Investors and analysts including Bernstein's Geoffrey Porges had expected discounts closer to 25 percent. The surprise fuelled fears of widespread price pressure. On Wednesday, the Nasdaq Biotechnology index slid as much as 3.85 percent intraday, and the broader healthcare index closed 1.4 percent lower. "It was a dose of reality to that sector and its profitability potential going forward," said Michael Cuggino, President and Portfolio Manager of the Permanent Portfolio Family of Funds in San Francisco which manages $5.7 billion including Gilead shares. "Everybody knew this conceptually but it wasn't reflected in the valuation of pharma companies."
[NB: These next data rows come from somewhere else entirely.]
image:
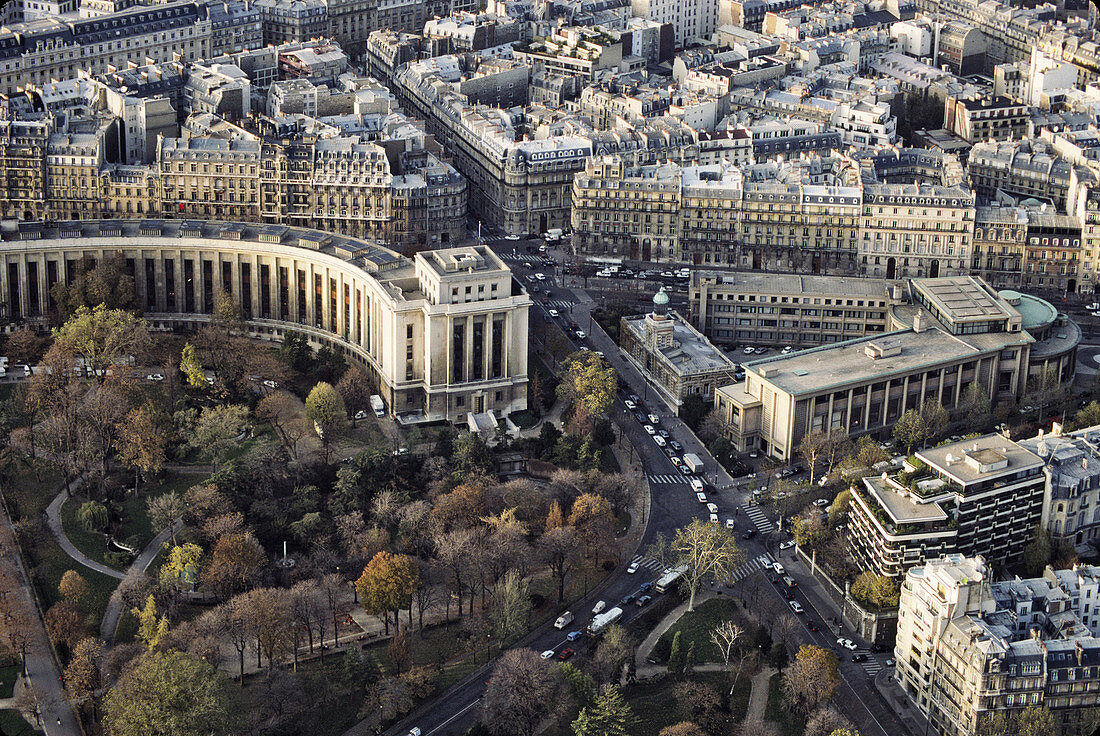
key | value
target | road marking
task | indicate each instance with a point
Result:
(453, 717)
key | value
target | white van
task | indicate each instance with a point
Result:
(563, 619)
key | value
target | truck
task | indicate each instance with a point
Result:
(601, 623)
(563, 619)
(670, 578)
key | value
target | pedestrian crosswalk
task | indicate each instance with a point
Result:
(759, 518)
(647, 562)
(748, 568)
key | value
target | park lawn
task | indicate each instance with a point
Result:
(138, 528)
(12, 723)
(790, 724)
(696, 626)
(28, 496)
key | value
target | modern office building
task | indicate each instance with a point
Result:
(968, 647)
(944, 334)
(444, 333)
(673, 355)
(981, 496)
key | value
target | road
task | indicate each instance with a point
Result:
(673, 505)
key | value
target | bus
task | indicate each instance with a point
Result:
(670, 578)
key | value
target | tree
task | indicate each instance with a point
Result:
(708, 550)
(813, 679)
(218, 429)
(101, 337)
(191, 368)
(589, 382)
(144, 442)
(74, 588)
(387, 584)
(518, 694)
(1037, 553)
(164, 511)
(509, 607)
(151, 628)
(935, 417)
(825, 721)
(876, 590)
(608, 715)
(911, 430)
(173, 694)
(694, 409)
(235, 558)
(92, 516)
(682, 728)
(326, 409)
(677, 655)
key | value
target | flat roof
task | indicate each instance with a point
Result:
(975, 460)
(961, 298)
(846, 363)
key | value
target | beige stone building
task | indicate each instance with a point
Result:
(443, 333)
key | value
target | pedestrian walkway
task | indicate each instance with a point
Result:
(647, 562)
(759, 518)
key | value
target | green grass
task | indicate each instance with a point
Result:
(789, 723)
(696, 626)
(13, 724)
(138, 527)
Gilead "sent some shivers down some spines," said Scott Eun, Senior Vice President and Portfolio Manager at Standard Life Investments, and will lead investors to rethink the durability of revenue in light of increasing competition. But Eun said Gilead's discount will not change his investment thesis. He said price competition will happen most when competing drugs are comparable.
"A lot of people are interpreting this as a new era where prices will drop drastically," he said. "You can expect there could be more pricing competition but, in my view that's only when efficacy is the same." Eun noted that Gilead's original price tag of $84,000 for the hepatitis C treatment was much higher than investors would have expected. Peter Tuz, President of Chase Investment Counsel in Charlottesville, Virginia, noted that the biotechnology index has been on a tear with a 200 percent gain since 2011.
With biotechnology accounting for more than a third of equity new issuances so far this year, some traders were warning of a tipping point for investment in the sector. But Tuz said drug company margins, often around 30 percent after tax, remain better than average even after discounts. "The fear is that price controls stifle innovation. It hasn't happened yet," he said. "They'll have to sharpen their pencils and recalculate what their outlook is for new drugs and whether they're worth still developing."